遊佐をネットで調べると、まだ活動を続けていると知り、コンサートチケットを予約してみた。
そしてこの日。行くべきか最後まで逡巡したものの、結局、お出掛けすることにした。魅力だった高音はかすれがちで、ステージングは相変わらずぎこちない。そんな中、あの子が好きだったあの曲も。会わなくなってからしばらく経った頃、共通の知人から信じ難い報せを聞いたのだが、嫌でも、その時のことが思い出される。
遊佐のライブは約25年ぶり。アーティストと観客は応分に年を重ねて、それぞれオバサンとオジサンになった。年をとることを自ら止めた女の子は、相変わらず女の子のまま。そして音楽もあの日あの時のまま。
来るべきじゃなかったかとも思ったが、それは違うと思い直した。今日までの間、遊佐にも、(恐らく)人生の紆余曲折があっただろう。それでも歌手としての活動を継続し、今、25年前と同じように、私の目の前で歌っている。私の人生にも人並みにいろいろなことが起こったが、再び遊佐のライブに出掛けることを思い立ち、そして今、このホールで、私と遊佐の人生が、四半世紀ぶりに交差している。そのことはそれだけで意義深いことに思える。私たちは、生き残った。そしてこれからも、鎮魂すべきものを胸にいくつか抱えながら、それぞれに歩みを続けていくことになるのだ。

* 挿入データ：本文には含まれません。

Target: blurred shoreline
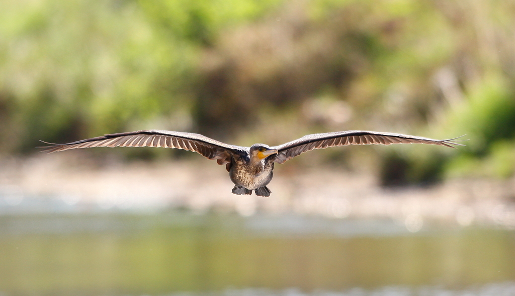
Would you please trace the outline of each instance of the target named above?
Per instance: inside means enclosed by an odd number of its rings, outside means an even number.
[[[370,174],[322,166],[278,166],[269,186],[272,195],[266,198],[232,194],[225,168],[202,160],[99,163],[66,155],[2,158],[0,215],[185,209],[243,216],[390,218],[412,232],[426,221],[515,228],[513,178],[385,188]]]

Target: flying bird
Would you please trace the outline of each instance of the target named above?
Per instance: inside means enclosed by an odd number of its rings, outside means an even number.
[[[401,143],[432,144],[455,148],[453,145],[463,145],[455,142],[457,138],[434,140],[401,134],[348,131],[308,135],[273,147],[265,144],[242,147],[222,143],[198,134],[150,130],[106,135],[67,144],[43,142],[50,145],[38,148],[43,148],[42,151],[48,153],[76,148],[117,146],[164,147],[195,151],[208,159],[216,159],[218,164],[226,165],[231,180],[235,184],[233,193],[250,195],[253,190],[256,195],[269,196],[271,191],[266,186],[272,179],[274,163],[284,163],[314,149],[348,145]]]

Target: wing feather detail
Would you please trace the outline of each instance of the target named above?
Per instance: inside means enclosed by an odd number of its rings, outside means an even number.
[[[230,162],[231,154],[243,147],[219,142],[198,134],[157,130],[112,134],[67,144],[46,143],[39,147],[48,153],[70,149],[93,147],[164,147],[194,151],[220,164]]]
[[[348,145],[391,145],[392,144],[429,144],[455,148],[453,145],[464,146],[455,142],[458,138],[448,140],[435,140],[402,134],[349,131],[325,134],[314,134],[282,145],[271,147],[279,151],[276,162],[283,163],[304,152],[315,149]]]

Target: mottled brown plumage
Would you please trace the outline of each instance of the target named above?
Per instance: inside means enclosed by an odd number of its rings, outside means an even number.
[[[349,131],[304,136],[285,144],[269,147],[254,144],[250,147],[229,145],[198,134],[151,130],[112,134],[67,144],[53,144],[40,147],[49,153],[76,148],[93,147],[164,147],[195,151],[218,164],[227,164],[231,180],[235,184],[235,194],[269,196],[266,185],[273,176],[273,164],[284,163],[295,156],[314,149],[348,145],[431,144],[454,147],[462,145],[457,139],[434,140],[401,134],[366,131]]]

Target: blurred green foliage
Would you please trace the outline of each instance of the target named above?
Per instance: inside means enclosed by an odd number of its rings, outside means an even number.
[[[511,2],[0,5],[6,153],[145,128],[242,145],[372,130],[471,140],[456,151],[378,150],[370,166],[385,184],[513,174]],[[340,155],[366,158],[349,151]]]

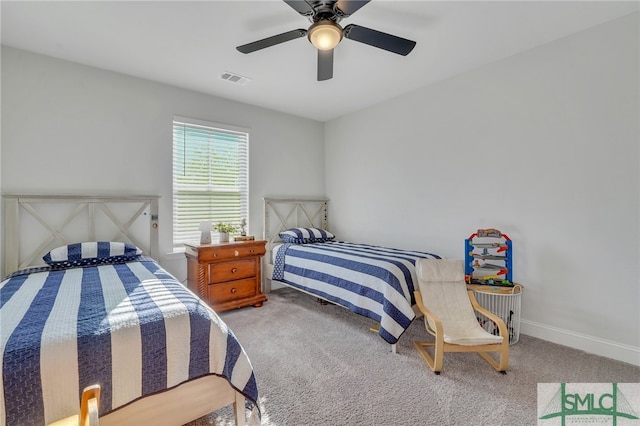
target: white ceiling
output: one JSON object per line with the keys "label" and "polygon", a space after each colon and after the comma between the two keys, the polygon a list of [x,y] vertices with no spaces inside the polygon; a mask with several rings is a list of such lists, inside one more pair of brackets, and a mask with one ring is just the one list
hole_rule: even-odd
{"label": "white ceiling", "polygon": [[[248,55],[235,47],[307,18],[280,0],[6,1],[2,44],[326,121],[639,9],[638,1],[373,0],[355,23],[415,40],[403,57],[352,40],[316,81],[306,38]],[[244,86],[220,75],[252,81]]]}

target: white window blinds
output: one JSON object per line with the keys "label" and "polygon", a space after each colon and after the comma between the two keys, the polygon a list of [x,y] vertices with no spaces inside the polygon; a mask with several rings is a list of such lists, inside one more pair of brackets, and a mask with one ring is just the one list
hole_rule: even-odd
{"label": "white window blinds", "polygon": [[199,241],[202,221],[248,219],[248,145],[246,129],[174,118],[174,246]]}

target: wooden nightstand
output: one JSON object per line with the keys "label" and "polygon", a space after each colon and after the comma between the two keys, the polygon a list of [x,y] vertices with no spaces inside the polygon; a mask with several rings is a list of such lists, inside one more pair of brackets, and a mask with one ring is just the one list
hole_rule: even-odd
{"label": "wooden nightstand", "polygon": [[260,258],[266,241],[185,244],[189,289],[216,311],[262,306]]}

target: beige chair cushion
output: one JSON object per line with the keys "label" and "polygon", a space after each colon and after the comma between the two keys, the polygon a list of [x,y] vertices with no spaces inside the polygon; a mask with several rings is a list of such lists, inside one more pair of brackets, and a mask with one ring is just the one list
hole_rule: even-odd
{"label": "beige chair cushion", "polygon": [[[441,322],[444,341],[456,345],[475,346],[501,343],[478,323],[467,295],[464,261],[420,259],[416,264],[422,302]],[[425,317],[431,329],[433,322]]]}

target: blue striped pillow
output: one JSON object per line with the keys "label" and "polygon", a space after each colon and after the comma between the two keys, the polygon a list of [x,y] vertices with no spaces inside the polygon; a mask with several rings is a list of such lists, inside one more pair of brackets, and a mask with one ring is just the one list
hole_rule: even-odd
{"label": "blue striped pillow", "polygon": [[123,263],[133,260],[142,254],[142,250],[133,244],[92,241],[74,243],[57,247],[45,254],[42,259],[56,268],[72,266],[104,265]]}
{"label": "blue striped pillow", "polygon": [[285,243],[306,244],[331,241],[335,236],[319,228],[290,228],[278,234]]}

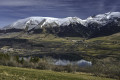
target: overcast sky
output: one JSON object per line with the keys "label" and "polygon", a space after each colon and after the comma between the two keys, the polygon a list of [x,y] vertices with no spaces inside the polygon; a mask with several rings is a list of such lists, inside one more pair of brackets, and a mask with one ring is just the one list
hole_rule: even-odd
{"label": "overcast sky", "polygon": [[120,0],[0,0],[0,27],[31,16],[80,17],[120,11]]}

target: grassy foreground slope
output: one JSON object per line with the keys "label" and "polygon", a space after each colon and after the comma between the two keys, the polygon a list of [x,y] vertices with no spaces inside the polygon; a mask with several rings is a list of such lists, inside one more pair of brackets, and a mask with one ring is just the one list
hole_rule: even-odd
{"label": "grassy foreground slope", "polygon": [[94,77],[86,73],[63,73],[47,70],[35,70],[0,66],[0,80],[115,80]]}

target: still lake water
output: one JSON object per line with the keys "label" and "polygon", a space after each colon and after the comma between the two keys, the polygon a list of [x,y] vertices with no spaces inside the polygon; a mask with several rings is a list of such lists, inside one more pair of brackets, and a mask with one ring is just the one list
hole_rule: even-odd
{"label": "still lake water", "polygon": [[66,65],[78,65],[79,67],[86,67],[86,66],[92,66],[92,62],[86,61],[86,60],[78,60],[78,61],[69,61],[69,60],[54,60],[54,65],[61,65],[61,66],[66,66]]}

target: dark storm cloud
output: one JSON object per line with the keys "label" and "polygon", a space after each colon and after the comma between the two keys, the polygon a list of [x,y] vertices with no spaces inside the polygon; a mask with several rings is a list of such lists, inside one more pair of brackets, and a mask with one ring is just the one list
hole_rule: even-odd
{"label": "dark storm cloud", "polygon": [[91,15],[120,11],[119,0],[0,0],[0,26],[30,16],[85,19]]}

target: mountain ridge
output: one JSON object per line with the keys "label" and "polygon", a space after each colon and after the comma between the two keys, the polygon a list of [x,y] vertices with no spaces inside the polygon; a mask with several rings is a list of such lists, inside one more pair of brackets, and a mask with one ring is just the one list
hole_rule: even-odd
{"label": "mountain ridge", "polygon": [[0,33],[26,31],[52,33],[58,36],[97,37],[120,32],[120,12],[108,12],[90,16],[85,20],[78,17],[28,17],[18,20],[0,30]]}

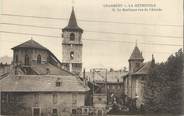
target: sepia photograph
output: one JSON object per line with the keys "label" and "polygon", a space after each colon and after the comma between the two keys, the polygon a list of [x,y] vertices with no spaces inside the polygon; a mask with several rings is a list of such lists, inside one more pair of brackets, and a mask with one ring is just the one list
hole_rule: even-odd
{"label": "sepia photograph", "polygon": [[0,0],[0,116],[184,115],[183,0]]}

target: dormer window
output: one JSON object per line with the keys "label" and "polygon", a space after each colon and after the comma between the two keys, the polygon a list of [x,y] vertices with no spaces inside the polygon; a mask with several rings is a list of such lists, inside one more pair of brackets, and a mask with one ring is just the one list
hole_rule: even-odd
{"label": "dormer window", "polygon": [[75,34],[74,33],[71,33],[70,34],[70,41],[74,41],[75,40]]}
{"label": "dormer window", "polygon": [[70,52],[70,60],[73,60],[74,59],[74,52]]}
{"label": "dormer window", "polygon": [[60,87],[62,85],[62,81],[60,78],[57,78],[56,80],[56,87]]}

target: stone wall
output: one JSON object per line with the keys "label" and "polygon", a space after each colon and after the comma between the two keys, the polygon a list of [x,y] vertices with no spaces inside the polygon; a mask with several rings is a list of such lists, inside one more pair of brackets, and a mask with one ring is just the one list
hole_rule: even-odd
{"label": "stone wall", "polygon": [[57,109],[59,116],[70,116],[72,107],[84,106],[84,93],[2,93],[2,114],[32,116],[34,108],[40,116],[50,116]]}
{"label": "stone wall", "polygon": [[41,56],[41,63],[47,63],[49,53],[46,50],[40,49],[17,49],[14,50],[13,62],[16,63],[16,55],[18,56],[18,63],[25,64],[25,56],[29,56],[30,65],[37,63],[37,56]]}

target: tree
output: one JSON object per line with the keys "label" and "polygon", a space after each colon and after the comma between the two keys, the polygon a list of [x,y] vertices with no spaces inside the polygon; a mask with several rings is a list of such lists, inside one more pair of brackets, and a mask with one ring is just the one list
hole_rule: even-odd
{"label": "tree", "polygon": [[182,112],[183,52],[180,49],[164,63],[156,64],[145,83],[145,110]]}

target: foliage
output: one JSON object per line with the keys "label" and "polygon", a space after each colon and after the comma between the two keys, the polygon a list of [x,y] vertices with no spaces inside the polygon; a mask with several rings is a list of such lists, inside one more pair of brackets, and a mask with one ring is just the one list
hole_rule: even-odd
{"label": "foliage", "polygon": [[146,111],[182,112],[183,57],[180,49],[166,62],[154,65],[144,88]]}

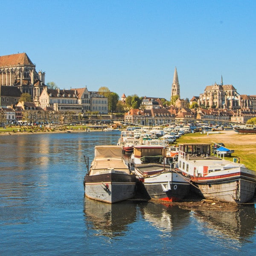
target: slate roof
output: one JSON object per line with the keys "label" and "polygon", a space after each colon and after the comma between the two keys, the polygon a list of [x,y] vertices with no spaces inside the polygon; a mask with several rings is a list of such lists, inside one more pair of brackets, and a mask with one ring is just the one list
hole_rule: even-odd
{"label": "slate roof", "polygon": [[6,97],[20,97],[22,93],[15,86],[0,85],[0,95]]}
{"label": "slate roof", "polygon": [[[47,92],[49,95],[52,94],[51,97],[58,97],[58,94],[59,94],[59,97],[63,97],[63,95],[65,95],[65,97],[66,98],[76,98],[76,96],[75,96],[75,90],[59,90],[55,89],[48,89]],[[69,96],[69,95],[70,95],[70,97]]]}
{"label": "slate roof", "polygon": [[35,67],[25,52],[0,56],[0,67],[23,65]]}

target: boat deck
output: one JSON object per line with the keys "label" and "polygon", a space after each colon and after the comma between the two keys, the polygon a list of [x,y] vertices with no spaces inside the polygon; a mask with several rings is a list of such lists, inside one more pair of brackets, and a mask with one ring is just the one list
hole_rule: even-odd
{"label": "boat deck", "polygon": [[93,170],[111,169],[124,171],[128,173],[130,172],[129,168],[122,159],[101,158],[94,160],[92,165],[92,169]]}

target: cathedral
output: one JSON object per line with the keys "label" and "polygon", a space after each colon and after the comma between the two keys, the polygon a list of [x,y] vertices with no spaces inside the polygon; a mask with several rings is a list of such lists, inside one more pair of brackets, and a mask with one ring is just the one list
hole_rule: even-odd
{"label": "cathedral", "polygon": [[250,97],[240,95],[232,84],[223,84],[222,76],[220,84],[216,83],[205,87],[203,93],[197,97],[198,106],[218,109],[252,109]]}
{"label": "cathedral", "polygon": [[26,53],[0,56],[0,86],[15,86],[27,93],[39,105],[44,84],[45,73],[35,70],[35,65]]}

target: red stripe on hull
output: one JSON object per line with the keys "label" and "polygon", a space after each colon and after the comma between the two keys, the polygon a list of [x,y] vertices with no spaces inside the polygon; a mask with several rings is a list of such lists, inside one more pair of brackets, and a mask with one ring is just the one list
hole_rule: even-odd
{"label": "red stripe on hull", "polygon": [[177,202],[180,201],[180,198],[178,198],[174,197],[172,197],[170,198],[166,197],[162,198],[159,198],[158,200],[161,200],[161,201],[165,201],[165,202]]}

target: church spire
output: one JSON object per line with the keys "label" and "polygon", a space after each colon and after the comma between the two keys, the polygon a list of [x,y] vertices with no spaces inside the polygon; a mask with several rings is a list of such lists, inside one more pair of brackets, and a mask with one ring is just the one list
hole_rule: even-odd
{"label": "church spire", "polygon": [[174,75],[173,75],[172,84],[171,98],[173,96],[175,96],[176,95],[177,95],[179,96],[179,99],[180,98],[180,84],[179,84],[179,79],[178,79],[177,69],[175,67],[175,70],[174,70]]}

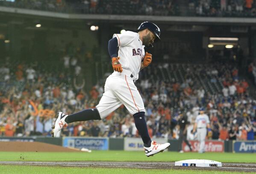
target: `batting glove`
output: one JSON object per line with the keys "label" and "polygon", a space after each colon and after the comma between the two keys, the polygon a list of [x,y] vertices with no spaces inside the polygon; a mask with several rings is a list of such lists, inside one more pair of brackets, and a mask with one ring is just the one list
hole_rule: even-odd
{"label": "batting glove", "polygon": [[145,56],[143,59],[143,65],[144,67],[147,67],[152,61],[152,55],[146,52]]}
{"label": "batting glove", "polygon": [[123,72],[123,68],[122,68],[122,65],[121,65],[120,62],[118,61],[120,59],[119,57],[112,58],[112,67],[113,67],[113,69],[115,71],[122,72]]}

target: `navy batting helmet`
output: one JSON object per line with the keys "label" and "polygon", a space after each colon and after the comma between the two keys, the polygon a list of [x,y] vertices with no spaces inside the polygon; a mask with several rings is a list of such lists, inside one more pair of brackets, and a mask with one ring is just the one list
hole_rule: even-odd
{"label": "navy batting helmet", "polygon": [[160,40],[160,29],[156,25],[150,22],[143,22],[137,29],[137,32],[146,29],[149,29],[155,34],[156,36],[155,39],[156,41]]}

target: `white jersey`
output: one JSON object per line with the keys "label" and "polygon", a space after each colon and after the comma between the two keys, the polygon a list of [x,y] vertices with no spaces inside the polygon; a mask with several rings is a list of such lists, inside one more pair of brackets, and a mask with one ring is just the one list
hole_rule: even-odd
{"label": "white jersey", "polygon": [[205,114],[198,115],[196,118],[195,122],[197,124],[197,128],[206,128],[207,124],[210,123],[209,117]]}
{"label": "white jersey", "polygon": [[118,40],[119,62],[123,69],[131,72],[133,80],[137,80],[145,55],[145,46],[142,45],[138,34],[128,31],[123,34],[115,34],[113,37],[116,37]]}

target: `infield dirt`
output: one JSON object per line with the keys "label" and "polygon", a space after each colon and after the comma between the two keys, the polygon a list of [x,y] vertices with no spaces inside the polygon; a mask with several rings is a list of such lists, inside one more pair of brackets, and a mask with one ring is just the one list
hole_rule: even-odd
{"label": "infield dirt", "polygon": [[0,142],[0,151],[77,152],[78,150],[39,142]]}

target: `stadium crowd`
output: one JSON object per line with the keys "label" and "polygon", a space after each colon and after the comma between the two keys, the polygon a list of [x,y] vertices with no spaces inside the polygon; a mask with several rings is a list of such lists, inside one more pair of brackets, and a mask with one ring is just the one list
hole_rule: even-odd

アンコールを求める拍手の中で、そんなことをぼんやりと考えていた。
4月20日(日)六本木のEXシアター
前日のポップスから一転、渋い大人のブルース・ロック。「100万ドルのギタリスト」ことジョニー・ウィンターの日本ツアー最終公演。
ローディーに付き添われて、よちよちと歩きながら登場し、よっこらしょっとイスに腰掛けて何とかギターを構える。御大は、まだ70歳を少し過ぎただけのはずだ。長く続いた荒廃した生活が、身体をむしばんだのだろう。大丈夫なのかなあと思ったが、演奏が始まった途端、そんな懸念は一発で払拭された。序盤から中盤はブルースを中心に、終盤にはロックン・ロール。一本調子ながら、客の聴きたいだろう曲を、次から次に繰り出し、見るからに(聴くからに)絶好調。特に、ヘビーなグルーブを叩き出していたドラマー(名前知らない)との相性が抜群だった。アンコールでは、ギターをお馴染みのファイアーバードに持ち換え、ロバート・ジョンソンの「ダスト・マイ・ブルーム」。そしてボブ・ディランの「追憶のハイウェイ61」で満席のオーディエンスは総立ち。
自力での歩行もままならないのに、猛烈にギターをかき鳴らし、しゃがれた声を絞り出すように歌う。見た目は大きく変わったが、演奏は変わらず艶っぽく、聴き手の心を揺さぶるような強い説得力を感じさせる。いい音楽って、こーゆーのだよなーと思う。しみじみ思う。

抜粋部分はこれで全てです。